Not to thread hijack, but, coralbandit, what's your stocking density like on a 20 gallon long? I have some sailfin mollies that have just stalled out for growth. I do a 50% water change everyday but only feed twice a day. Probably have 20 of them in there stalled at around .75". It seems like they've been the same size for a month now.


----------



## coralbandit (Jul 29, 2012)

Jenniferinfl said:


> Not to thread hijack, but, coralbandit, what's your stocking density like on a 20 gallon long? I have some sailfin mollies that have just stalled out for growth. I do a 50% water change everyday but only feed twice a day. Probably have 20 of them in there stalled at around .75". It seems like they've been the same size for a month now.


I don't think your overcrowded (I have packed them in), but they may just crave a larger tank "to stretch their legs".
I can get away with 1 feeding a day safer than less water changes.all my swords go into 30 B first day I catch them(I have /will never use traps) as my fry are born in a 40B with floating plants(anacharis,hornwort and javamoss,and over 20 3-4 inch adults!) and placed in 30 B with fry/juvis up to 1".
I did fail to mention earlier that I think live plants(particulary the java moss,hornwort would be next) are key as my fry ,and large fish munch away all day at them.While on plants and as much of a "nuscance" it may seem,all my tanks have duckweed also(huge filtering plant beyond any discussion).The proof of the nutrient uptake in duckweed is try to get rid of it!I pull aprox75-80% of it out weekly and it keeps comming back(eating nutrients!).
There is a great chance that all trying to raise fry would benefit from having "simple live plants",again anacharis,hornwort and java moss,and duckweed ,don't know where I would be without them?


----------



## jrman83 (Jul 9, 2010)

I have kept Swordtails, Mollys, Platys, and Guppies for a few years now. The one thing I have noticed is Platys take much longer to get to full adult size. If you read up on them it says it takes one full year and in this case I believe the book I have. Mine get raised in a 125g tank with about 45 other adult fish. They are able to reproduce at around the 3-4 month point but do not get to the 1.5" size until just about 12 months. 

I wouldn't be too alarmed in how slow they grow, but I do believe your tank is much too small. Back when I had some Swordtail fry that were born at the same time and split beteen my 75g and my 125g, the ones in my 125g were twice the size of those in my 75g in only 3 months time. The size of the tank does affect the growth rate quite a bit.


----------



## kicksilver (Aug 9, 2012)

This is my second time raising platy fry, and my current group is about 4 weeks old, and living happily in a 1G bowl with lucky bamboo, and water lettuce. The water is unfiltered, and I change 40% of it daily. Before introducing the fry to the bowl I allowed it to sit full of water on my patio until the walls became coated with algae(about 3 weeks). I then cleaned off just enough of it to view them and do a daily headcount. 
I feed them crushed flake food that is ground to a powder, and increase the size of the flakes as they grow. I change the water after they have finished feeding, and try to collect all the uneaten food.
Currently I have 39 of them in this setup, and in two more weeks I will be transferring them to my 30G hexagon that is currently populated only by snails, and preparing the bowl for the next group.

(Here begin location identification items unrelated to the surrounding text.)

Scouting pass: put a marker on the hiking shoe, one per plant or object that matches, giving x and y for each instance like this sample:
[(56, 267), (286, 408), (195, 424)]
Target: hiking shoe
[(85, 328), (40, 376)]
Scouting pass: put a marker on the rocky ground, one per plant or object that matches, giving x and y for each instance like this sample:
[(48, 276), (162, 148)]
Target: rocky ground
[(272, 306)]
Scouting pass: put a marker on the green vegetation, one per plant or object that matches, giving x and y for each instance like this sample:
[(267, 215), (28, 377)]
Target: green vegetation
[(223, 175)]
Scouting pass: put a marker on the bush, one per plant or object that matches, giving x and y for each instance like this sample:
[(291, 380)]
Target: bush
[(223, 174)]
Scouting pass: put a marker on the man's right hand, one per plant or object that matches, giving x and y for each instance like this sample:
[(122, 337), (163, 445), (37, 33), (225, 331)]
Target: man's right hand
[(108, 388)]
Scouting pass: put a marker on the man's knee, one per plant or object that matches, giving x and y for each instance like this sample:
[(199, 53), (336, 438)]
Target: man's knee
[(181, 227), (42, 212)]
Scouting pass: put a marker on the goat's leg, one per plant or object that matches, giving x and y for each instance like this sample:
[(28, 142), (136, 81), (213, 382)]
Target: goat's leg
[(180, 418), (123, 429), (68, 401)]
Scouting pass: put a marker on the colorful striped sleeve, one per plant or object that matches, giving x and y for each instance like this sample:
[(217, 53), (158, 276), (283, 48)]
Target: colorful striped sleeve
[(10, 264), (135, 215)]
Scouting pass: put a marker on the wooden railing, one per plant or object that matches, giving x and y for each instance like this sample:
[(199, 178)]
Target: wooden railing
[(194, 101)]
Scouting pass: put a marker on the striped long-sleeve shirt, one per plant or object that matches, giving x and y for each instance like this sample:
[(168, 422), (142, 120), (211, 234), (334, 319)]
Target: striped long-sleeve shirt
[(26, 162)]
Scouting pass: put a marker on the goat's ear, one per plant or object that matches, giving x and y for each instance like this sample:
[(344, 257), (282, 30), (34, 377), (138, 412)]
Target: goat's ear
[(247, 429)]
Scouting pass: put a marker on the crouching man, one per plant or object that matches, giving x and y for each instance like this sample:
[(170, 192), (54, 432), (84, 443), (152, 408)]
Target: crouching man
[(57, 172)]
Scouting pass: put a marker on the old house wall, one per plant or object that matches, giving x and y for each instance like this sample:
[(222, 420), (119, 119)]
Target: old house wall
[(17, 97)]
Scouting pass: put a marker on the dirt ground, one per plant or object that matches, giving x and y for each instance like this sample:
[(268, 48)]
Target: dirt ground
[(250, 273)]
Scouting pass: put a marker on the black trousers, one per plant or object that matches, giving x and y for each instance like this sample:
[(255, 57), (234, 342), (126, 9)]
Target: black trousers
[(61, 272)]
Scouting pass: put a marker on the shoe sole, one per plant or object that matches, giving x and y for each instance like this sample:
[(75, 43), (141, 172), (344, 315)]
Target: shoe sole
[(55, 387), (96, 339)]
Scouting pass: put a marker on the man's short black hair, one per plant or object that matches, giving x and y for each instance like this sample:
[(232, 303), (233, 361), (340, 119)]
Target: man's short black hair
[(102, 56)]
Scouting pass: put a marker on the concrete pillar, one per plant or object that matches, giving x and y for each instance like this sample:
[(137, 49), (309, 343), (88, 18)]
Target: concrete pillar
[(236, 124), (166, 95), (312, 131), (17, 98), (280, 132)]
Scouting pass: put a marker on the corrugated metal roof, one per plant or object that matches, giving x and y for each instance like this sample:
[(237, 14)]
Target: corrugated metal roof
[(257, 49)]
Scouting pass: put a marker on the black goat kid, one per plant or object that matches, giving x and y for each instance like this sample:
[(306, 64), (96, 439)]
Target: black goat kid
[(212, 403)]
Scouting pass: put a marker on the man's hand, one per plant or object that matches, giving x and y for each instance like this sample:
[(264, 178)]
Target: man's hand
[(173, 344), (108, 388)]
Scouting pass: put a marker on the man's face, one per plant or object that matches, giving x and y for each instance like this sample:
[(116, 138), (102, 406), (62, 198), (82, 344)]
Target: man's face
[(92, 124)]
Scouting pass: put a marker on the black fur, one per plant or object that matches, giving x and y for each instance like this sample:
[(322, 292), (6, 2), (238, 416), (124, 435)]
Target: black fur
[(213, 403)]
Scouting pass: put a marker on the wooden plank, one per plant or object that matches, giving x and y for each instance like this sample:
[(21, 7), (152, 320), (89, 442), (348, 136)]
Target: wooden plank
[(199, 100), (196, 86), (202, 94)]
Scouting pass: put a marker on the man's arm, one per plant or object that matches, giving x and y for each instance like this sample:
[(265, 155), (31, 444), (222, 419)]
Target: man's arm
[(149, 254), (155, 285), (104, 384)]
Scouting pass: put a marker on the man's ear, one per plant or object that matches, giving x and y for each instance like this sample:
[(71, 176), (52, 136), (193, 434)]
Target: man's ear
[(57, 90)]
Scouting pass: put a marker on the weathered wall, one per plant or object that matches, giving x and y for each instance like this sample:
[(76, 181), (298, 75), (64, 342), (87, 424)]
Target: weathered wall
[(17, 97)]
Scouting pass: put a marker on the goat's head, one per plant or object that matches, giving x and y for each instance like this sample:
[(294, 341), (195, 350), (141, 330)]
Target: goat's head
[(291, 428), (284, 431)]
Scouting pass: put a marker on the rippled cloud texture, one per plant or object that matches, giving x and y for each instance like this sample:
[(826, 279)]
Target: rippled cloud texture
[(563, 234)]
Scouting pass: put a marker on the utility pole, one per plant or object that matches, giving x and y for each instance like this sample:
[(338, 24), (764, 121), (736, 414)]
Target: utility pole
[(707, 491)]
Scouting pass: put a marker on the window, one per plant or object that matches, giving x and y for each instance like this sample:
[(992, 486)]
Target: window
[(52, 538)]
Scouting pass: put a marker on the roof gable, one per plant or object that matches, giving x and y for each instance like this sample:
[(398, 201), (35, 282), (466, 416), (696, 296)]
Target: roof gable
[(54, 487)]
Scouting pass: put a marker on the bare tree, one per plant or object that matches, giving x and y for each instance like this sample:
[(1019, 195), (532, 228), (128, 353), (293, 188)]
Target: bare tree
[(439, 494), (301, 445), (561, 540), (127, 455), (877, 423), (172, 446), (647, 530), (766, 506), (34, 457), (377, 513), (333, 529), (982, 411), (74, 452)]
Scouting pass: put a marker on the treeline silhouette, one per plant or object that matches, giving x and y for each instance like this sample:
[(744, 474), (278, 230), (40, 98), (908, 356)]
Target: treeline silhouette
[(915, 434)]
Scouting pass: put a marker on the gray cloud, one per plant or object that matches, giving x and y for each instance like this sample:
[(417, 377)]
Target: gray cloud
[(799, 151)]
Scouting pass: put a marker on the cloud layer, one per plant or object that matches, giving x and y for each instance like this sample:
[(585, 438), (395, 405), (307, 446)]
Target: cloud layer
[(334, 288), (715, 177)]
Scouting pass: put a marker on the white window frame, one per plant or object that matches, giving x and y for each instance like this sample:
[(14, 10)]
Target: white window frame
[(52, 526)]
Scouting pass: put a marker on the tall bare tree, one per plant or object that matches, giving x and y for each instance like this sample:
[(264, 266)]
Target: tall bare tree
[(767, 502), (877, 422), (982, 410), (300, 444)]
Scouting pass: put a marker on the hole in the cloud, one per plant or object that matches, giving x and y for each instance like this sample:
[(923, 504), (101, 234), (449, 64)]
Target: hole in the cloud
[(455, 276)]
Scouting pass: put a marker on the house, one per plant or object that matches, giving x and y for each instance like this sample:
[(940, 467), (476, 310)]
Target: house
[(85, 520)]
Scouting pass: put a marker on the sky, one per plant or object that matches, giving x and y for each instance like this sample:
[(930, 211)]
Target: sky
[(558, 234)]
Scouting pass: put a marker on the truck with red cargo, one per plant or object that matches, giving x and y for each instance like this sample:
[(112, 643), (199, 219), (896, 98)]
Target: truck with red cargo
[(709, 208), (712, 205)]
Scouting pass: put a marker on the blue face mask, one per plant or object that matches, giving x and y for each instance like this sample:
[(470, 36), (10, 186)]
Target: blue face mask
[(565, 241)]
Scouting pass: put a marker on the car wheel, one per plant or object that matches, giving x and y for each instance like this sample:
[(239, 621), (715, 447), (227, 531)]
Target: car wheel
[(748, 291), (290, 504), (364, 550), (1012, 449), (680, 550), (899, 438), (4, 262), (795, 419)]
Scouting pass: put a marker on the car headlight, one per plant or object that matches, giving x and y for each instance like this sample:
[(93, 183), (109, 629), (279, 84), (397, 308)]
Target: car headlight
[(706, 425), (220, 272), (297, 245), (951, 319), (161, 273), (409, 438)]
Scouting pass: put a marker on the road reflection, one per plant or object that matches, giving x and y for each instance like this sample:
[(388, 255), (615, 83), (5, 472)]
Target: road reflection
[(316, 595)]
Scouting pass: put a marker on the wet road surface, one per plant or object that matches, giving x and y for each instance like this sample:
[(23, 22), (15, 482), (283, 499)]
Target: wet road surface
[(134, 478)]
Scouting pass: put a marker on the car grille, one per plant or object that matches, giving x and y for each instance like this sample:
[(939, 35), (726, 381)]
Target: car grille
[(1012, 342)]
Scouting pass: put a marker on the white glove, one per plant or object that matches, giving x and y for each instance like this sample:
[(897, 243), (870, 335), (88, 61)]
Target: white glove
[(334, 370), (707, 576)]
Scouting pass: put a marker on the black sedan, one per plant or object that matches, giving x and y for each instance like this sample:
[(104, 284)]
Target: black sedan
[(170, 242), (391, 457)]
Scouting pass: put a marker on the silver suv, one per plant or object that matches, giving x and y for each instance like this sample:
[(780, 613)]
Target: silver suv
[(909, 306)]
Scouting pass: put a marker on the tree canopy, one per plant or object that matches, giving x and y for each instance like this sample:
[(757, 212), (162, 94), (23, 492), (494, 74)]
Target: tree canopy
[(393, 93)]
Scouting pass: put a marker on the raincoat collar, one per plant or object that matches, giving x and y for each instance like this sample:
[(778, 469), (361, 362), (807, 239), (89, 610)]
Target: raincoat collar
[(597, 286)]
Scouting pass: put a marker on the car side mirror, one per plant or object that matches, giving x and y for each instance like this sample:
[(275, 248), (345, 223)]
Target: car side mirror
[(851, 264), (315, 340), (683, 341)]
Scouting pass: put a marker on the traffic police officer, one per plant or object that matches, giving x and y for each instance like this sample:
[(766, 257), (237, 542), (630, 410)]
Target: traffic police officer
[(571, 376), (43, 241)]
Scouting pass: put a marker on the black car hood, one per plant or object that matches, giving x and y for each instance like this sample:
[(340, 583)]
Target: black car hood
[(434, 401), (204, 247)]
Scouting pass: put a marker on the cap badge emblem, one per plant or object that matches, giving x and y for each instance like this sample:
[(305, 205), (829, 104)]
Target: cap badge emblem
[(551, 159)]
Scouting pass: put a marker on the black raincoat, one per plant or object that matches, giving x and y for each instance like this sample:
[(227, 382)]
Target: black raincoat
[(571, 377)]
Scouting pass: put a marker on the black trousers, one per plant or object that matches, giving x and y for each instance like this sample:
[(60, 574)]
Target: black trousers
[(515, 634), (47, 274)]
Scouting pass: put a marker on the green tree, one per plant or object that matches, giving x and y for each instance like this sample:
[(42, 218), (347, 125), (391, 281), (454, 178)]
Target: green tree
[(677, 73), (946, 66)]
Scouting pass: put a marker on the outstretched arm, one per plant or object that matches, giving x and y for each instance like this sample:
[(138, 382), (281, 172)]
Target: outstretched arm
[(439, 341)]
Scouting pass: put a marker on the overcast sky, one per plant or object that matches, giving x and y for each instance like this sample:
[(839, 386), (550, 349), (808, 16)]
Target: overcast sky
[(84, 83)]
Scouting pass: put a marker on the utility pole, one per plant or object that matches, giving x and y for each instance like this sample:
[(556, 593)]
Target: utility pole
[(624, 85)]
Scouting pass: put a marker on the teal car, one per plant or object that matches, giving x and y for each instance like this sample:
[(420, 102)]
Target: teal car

I also still have one from my last time raising them, and he is the smallest out of the shoal in my 55g. He is 6-7 months old and not full grown.


----------



## platies2016 (Mar 23, 2016)

Hi
I need your help seriously. I'm trying to raise swordtail fry, and it's been
about 1 month I've been feeding them in a 3 gallon bucket, the weather is hot here...
and they don't appear to be growing at all. Looks like they are stunted.
What am I doing wrong?


----------